Hi Donald,

> On 28 Apr 2021, at 03:34, Donald Eastlake <d3e...@gmail.com> wrote:
> 
> I am not comfortable with grabbing all the permanently unassigned 2-letter 
> country codes for DNS private use.
> 
> Note: I was the primary author of RFC 2606 and have been involved in this 
> sort of thing before. See
> https://datatracker.ietf.org/doc/draft-eastlake-2606bis/ 
> <https://datatracker.ietf.org/doc/draft-eastlake-2606bis/>
> https://datatracker.ietf.org/doc/draft-ellermann-idnabis-test-tlds/ 
> <https://datatracker.ietf.org/doc/draft-ellermann-idnabis-test-tlds/>
> https://datatracker.ietf.org/doc/draft-ietf-dnsind-local-names/ 
> <https://datatracker.ietf.org/doc/draft-ietf-dnsind-local-names/>
> At one early point I considered the addition of a number of additional TLDs 
> for testing purposes to the draft that became RFC 2606 including, as I 
> recall, one that was 63 octets long and a number 2-letter codes taken from 
> the permanently unassigned 2-letter ISO country codes. John Postel rejected 
> such efforts and in particular, if I recall correctly, indicated that as IANA 
> (at the time when essentially all registries were Expert Review and John was 
> the universal expert) he would reject any effort to assign any DNS use to any 
> ISO 2-letter code, other than as a national country code, unless a liaison 
> was received from ISO explicitly permitting such use regardless of public 
> statements by ISO that ISO would not assign a use to such any or all such 
> code in the future.

Ack. See https://datatracker.ietf.org/liaison/1720/ 
<https://datatracker.ietf.org/liaison/1720/> to solicit that effect.

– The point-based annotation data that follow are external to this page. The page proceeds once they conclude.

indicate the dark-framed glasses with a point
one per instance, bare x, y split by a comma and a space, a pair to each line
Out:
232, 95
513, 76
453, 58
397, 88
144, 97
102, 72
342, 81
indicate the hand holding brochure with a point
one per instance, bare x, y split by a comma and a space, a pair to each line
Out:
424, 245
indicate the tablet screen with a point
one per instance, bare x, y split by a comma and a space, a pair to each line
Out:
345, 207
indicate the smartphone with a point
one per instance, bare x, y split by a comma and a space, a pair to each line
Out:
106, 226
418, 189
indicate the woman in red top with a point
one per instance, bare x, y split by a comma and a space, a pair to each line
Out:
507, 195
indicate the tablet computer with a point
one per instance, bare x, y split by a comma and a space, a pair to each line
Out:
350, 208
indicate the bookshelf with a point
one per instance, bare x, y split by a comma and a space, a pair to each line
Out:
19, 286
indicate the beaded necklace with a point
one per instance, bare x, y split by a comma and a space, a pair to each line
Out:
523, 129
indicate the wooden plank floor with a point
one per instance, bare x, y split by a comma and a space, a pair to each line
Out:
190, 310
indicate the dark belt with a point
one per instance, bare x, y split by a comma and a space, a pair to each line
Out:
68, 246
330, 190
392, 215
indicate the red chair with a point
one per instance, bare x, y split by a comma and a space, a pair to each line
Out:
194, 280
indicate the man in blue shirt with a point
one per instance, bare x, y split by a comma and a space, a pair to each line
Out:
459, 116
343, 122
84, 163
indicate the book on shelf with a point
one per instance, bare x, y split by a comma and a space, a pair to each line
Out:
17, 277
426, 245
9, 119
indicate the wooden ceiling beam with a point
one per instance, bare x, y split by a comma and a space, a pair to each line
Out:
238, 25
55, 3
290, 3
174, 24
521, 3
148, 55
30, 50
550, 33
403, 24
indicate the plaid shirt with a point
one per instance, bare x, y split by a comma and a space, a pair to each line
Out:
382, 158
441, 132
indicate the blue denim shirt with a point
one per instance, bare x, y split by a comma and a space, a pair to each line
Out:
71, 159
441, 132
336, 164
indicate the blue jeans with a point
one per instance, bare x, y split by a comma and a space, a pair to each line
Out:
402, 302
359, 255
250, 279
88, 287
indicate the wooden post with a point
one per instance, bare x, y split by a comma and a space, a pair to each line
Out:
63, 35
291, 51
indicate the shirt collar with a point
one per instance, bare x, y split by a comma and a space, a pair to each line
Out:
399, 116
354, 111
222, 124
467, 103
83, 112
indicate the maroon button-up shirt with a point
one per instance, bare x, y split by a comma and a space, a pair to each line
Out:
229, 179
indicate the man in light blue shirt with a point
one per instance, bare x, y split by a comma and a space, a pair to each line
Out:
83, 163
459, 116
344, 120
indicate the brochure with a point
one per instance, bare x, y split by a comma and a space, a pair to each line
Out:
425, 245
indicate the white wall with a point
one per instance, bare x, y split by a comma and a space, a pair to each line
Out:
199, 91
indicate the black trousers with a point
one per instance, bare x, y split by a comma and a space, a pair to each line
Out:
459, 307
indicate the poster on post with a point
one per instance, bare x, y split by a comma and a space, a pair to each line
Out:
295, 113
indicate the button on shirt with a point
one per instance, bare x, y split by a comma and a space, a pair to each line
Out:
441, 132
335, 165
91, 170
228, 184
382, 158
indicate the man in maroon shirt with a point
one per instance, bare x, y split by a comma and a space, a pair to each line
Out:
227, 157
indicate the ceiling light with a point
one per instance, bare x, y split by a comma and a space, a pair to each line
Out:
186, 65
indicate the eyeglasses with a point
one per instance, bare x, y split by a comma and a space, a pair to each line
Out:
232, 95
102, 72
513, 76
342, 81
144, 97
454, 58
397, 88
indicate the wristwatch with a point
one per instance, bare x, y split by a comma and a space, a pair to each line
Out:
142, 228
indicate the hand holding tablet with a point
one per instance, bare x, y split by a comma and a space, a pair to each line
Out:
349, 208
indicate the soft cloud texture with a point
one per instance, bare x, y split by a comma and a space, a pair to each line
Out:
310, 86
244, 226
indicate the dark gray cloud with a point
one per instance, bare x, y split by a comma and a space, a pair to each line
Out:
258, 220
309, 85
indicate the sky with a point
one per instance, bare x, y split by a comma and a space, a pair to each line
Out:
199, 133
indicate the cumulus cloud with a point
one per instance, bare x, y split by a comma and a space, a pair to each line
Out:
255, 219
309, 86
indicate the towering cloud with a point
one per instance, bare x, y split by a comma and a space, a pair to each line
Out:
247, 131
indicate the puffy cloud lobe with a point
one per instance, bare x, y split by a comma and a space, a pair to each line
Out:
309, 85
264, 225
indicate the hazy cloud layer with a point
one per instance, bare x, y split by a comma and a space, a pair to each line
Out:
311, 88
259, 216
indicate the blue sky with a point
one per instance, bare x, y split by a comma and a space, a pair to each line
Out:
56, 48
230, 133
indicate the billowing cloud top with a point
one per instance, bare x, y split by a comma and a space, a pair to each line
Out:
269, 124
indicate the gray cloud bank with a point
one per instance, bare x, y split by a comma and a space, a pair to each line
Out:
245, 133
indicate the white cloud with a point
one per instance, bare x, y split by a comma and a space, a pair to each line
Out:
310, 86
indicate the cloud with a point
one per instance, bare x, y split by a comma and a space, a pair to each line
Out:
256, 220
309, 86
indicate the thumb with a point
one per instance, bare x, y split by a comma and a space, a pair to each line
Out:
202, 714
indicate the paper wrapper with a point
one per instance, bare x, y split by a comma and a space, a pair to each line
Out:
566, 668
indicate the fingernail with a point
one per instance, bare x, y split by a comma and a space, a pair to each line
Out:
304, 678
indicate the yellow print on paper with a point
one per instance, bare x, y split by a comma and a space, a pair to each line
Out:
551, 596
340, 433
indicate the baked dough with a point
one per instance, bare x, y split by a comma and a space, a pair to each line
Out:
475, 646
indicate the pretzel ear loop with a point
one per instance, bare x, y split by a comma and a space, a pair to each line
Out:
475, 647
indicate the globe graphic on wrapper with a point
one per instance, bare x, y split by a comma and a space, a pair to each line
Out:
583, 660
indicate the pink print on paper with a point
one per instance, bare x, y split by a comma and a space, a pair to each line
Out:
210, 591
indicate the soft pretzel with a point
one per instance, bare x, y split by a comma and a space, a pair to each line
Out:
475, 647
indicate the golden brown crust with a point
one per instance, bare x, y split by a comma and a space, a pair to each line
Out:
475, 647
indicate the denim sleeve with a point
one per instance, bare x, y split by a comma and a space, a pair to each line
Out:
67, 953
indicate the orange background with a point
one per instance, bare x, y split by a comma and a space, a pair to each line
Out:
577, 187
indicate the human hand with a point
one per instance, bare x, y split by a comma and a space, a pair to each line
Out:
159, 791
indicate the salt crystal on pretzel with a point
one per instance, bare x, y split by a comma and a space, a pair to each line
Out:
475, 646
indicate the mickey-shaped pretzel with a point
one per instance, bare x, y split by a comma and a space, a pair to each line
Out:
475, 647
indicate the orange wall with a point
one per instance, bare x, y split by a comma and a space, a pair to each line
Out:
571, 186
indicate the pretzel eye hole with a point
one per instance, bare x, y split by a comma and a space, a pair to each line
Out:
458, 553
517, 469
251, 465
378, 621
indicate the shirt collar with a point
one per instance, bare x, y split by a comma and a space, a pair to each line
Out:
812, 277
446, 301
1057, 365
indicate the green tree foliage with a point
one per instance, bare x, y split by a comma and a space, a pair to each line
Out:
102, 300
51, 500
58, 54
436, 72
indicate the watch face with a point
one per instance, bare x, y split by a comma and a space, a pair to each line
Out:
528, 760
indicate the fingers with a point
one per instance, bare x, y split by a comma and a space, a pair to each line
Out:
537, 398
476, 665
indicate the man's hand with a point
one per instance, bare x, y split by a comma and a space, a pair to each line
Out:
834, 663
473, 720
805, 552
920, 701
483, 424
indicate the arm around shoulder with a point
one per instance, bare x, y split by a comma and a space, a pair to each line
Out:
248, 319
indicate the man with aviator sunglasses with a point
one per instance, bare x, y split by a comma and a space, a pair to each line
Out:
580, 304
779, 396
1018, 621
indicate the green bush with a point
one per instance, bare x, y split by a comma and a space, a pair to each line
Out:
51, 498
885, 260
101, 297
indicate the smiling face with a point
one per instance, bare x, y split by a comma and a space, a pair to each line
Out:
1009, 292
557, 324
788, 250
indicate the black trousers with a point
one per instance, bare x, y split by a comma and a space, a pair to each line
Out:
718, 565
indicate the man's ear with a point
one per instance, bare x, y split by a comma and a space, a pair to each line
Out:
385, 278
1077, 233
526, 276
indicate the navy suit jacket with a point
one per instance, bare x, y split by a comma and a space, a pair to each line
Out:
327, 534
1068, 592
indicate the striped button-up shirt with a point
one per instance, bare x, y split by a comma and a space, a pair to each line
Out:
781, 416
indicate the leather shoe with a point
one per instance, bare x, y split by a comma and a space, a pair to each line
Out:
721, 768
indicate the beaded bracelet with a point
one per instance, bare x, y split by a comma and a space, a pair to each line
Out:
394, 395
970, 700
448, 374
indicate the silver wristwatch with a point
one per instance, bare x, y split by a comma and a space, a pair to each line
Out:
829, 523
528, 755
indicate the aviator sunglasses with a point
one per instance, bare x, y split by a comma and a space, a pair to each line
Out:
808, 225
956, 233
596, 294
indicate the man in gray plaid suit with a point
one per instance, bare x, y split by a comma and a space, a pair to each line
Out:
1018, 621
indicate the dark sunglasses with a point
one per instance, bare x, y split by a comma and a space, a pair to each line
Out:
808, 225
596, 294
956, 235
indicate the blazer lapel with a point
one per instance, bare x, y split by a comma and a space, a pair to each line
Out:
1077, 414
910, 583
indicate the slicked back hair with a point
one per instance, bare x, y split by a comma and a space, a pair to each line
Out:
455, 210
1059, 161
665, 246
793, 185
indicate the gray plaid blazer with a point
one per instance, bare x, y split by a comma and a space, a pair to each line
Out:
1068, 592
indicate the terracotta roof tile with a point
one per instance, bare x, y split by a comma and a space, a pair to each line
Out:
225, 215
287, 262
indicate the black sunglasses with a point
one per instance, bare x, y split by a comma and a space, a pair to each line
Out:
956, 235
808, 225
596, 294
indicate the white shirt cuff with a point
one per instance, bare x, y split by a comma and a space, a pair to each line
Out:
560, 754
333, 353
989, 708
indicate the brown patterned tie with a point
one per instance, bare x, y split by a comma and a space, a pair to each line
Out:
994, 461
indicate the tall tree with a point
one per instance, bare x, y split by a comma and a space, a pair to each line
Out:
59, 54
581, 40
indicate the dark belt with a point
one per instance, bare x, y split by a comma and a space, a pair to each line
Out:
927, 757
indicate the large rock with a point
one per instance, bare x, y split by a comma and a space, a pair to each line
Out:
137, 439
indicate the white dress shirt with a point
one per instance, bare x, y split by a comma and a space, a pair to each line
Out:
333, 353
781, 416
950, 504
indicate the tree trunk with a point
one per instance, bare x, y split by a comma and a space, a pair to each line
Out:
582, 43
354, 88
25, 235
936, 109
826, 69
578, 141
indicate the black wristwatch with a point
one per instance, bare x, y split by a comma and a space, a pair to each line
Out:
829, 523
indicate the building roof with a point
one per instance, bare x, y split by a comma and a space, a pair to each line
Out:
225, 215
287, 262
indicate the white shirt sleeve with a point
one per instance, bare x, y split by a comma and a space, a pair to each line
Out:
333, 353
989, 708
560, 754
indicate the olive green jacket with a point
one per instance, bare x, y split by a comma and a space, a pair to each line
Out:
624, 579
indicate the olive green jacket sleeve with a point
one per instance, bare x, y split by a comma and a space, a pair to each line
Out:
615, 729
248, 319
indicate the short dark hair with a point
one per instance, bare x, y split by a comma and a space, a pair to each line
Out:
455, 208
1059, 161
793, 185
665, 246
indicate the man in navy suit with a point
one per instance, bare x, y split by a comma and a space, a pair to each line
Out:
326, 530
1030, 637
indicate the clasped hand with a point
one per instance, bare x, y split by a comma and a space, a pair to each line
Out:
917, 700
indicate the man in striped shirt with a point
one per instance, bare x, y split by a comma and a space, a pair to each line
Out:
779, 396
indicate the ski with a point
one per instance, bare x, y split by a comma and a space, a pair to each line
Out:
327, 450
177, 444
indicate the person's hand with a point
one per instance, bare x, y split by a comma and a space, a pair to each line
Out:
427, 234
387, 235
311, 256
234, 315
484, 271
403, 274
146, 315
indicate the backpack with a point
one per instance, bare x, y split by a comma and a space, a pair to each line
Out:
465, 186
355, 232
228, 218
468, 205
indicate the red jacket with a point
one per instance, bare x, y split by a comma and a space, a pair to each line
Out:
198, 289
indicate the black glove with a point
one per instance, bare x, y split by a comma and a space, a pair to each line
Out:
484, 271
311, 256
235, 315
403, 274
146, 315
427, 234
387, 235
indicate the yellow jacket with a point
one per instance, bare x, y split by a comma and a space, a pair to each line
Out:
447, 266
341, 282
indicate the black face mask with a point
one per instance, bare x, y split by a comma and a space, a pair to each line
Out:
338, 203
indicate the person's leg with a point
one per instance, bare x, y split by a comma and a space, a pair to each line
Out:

> That may have been an earlier era but I think John Postel's position should 
> still have some weight.

I agree.

> And I would note that more recently, the IESG has wanted a liaison to be 
> crystal clear about permissions from other standards development 
> organizations for anything that is at all questionable.

I agree. 

Asking the ISO for a clarification in the form of a liaison statement is an 
important first step. It indicates that the IETF is aware of these specific UA 
code elements, and is willing to ask clarification on them, and respects the 
organisation responsible (the ISO) for these code elements. Following 
established diplomacy between the IETF and the ISO on this specific matter is 
IMHO preferable and more inclusive over either sitting in fear and do nothing, 
because “ISO or IANA may get upset if we (the IETF) do this", or worse, that an 
emboldened IETF DNSOP WG unilaterally decides that these elements are just like 
“code elements” and should be “retired” (put on a "do not delegate” list), 
which IMHO would create unnecessary frustration between various organisations.”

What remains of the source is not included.